Он кивает и пытается поймать мой взгляд.

— После торнадо я понял, что хочу помогать людям. Делать то, что делаете вы, но... по-своему. Я никогда не имел ни малейшего интереса к семейному бизнесу, не хотел торчать целыми днями где-нибудь в офисе, считая прибыль или анализируя условия договоров, или что-то в этом роде. В тот день в Оклахоме... я изменился. Ты изменила меня. А потом торнадо, и то, что я помогал... это что-то значило. Я что-то значил. Я сделал что-то хорошее. Не для себя, а для кого-то другого. Я всегда думал только о себе, о том, как доставить себе удовольствие, забывая о том, что смерть стоит на пороге. Я никогда не делал того, что имело бы какую-то значимость или ценность. И понял это там, в Оклахоме. Я не врач. Не опытный бизнесмен. У меня нет полезных умений. Все, что у меня есть — это время и деньги. Их я и использую.

— И когда ты сказал, что уехал, потому что хотел стать достойным моей любви…

— Это не единственная причина. Может быть, Оклахома положила этому начало. Но теперь мне нравится. Это как миссия. Как цель.

— А теперь… тебе кажется, что ты достоин моей любви? — в моем голосе... я даже не знаю. Отчаяние и надежда одновременно.

— Да, — он смотрит на меня, и взгляд этих сине-зеленых глаз обжигает и ласкает одновременно. — И теперь я не отпущу тебя.

— Лучше не отпускай.

— Ты ведь понимаешь, что пройдет еще несколько недель, прежде чем мы сможем остаться наедине?

Я вздыхаю.

— Это приходило мне в голову, да. Но я ждала так долго, так что смогу подождать еще. Кроме того, люди нуждаются в нашей помощи.

— А если я не могу подождать?

— Тогда мы что-нибудь придумаем. Ты же смышленый парень — уверена, ты что-нибудь придумаешь.

И потом он вырубается — иначе не сказать. Я даю ему немного поспать и прижимаюсь ухом к его груди. Чувствую, как бьется его сердце. Пока лежу у Лока на груди и слушаю его сердцебиение, я позволяю себе пару минут поскучать по Олли.

Тук-тук... тук-тук... тук-тук.

Это сердце Оливера. Бьется. Живое. Как напоминание. Мне и сейчас больно, и я знаю, что так будет всегда. Но потом Лок сжимает мою талию. Я чувствую его дыхание, его сердцебиение — сильное и ритмичное — и разрешаю этой боли остаться.

Иногда, я думаю, нужно немного боли, как напоминание о том, что в жизни есть место и хорошему.

Я так долго избегала жизни, потому что не могла справиться с болью. Но когда вы сталкиваетесь с невозможным, когда вы разрешаете себе чувствовать боль, когда даете ей пройти через вас и не позволяете страху и боли захватить вас в плен, вы понимаете, что жизнь стоит того, чтобы жить. Вы открываете в себе силу. И заново открываете красоту.

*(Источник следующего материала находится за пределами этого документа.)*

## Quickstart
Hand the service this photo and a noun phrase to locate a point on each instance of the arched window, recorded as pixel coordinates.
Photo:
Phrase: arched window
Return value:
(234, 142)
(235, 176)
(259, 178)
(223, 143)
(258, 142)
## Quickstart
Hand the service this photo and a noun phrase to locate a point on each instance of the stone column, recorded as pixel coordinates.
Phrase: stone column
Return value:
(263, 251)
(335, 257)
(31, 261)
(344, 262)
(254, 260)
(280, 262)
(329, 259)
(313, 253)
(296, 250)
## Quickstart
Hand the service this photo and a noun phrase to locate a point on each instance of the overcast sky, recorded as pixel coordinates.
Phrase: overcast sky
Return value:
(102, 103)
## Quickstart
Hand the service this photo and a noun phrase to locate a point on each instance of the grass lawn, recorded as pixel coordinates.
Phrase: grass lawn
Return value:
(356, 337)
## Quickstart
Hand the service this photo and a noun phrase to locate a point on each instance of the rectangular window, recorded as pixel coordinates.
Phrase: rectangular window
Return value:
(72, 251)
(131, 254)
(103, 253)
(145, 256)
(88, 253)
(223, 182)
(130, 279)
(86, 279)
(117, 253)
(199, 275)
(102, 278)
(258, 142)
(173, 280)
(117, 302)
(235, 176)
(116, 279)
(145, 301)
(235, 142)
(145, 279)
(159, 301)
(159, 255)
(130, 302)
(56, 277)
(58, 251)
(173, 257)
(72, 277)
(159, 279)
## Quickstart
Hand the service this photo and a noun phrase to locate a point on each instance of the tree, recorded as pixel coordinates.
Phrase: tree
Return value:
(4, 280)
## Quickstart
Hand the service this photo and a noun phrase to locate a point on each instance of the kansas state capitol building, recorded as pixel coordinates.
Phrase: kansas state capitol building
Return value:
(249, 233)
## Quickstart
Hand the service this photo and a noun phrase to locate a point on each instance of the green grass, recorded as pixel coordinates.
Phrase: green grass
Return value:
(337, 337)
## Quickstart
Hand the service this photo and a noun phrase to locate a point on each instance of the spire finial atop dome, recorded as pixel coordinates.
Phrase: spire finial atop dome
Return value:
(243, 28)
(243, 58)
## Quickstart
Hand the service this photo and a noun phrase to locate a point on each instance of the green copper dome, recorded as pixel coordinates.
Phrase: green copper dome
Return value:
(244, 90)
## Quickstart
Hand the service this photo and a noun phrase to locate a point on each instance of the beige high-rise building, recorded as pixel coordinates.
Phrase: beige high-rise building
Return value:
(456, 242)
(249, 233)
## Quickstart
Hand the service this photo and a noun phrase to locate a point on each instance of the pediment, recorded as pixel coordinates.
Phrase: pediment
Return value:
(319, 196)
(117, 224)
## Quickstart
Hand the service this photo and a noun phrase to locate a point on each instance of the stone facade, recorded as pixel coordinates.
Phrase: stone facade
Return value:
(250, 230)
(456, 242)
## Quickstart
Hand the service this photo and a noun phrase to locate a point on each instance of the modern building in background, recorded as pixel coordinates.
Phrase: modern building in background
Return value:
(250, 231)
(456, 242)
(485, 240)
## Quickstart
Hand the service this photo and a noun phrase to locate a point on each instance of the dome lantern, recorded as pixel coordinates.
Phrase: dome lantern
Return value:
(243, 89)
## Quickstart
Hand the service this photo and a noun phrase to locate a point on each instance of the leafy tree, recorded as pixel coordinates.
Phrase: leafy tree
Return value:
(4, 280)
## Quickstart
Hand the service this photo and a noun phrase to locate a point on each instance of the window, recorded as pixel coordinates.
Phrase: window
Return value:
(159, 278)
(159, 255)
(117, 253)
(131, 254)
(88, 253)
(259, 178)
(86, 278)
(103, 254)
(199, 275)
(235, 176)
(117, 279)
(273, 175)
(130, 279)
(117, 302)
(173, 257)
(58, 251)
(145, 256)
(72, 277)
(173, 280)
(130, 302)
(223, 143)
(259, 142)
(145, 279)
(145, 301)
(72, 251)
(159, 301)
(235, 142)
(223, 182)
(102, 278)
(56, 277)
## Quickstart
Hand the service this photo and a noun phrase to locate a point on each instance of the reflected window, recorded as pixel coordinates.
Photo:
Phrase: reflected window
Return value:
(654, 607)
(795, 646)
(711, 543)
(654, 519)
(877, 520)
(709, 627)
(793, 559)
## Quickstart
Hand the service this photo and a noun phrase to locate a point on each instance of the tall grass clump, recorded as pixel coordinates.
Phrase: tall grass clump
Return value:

Любовь — всегда риск. Иногда вы теряете, как случилось со мной. Но я ни на что не променяю ни единой секунды рядом с Оливером, даже если это означает, что я снова его потеряю. У меня было что-то удивительное, и да, я потеряла это. Больно. Больно до сих пор. И будет больно всегда. Но боль — не единственное, что существует в мире. Есть и другое. Красота.

Я не засыпаю сразу, хотя Лок давно уже похрапывает рядом. Я обнимаю его и позволяю ему себя обнимать. Чувствую его сердцебиение, считаю удары и благодарю Бога за каждый из них.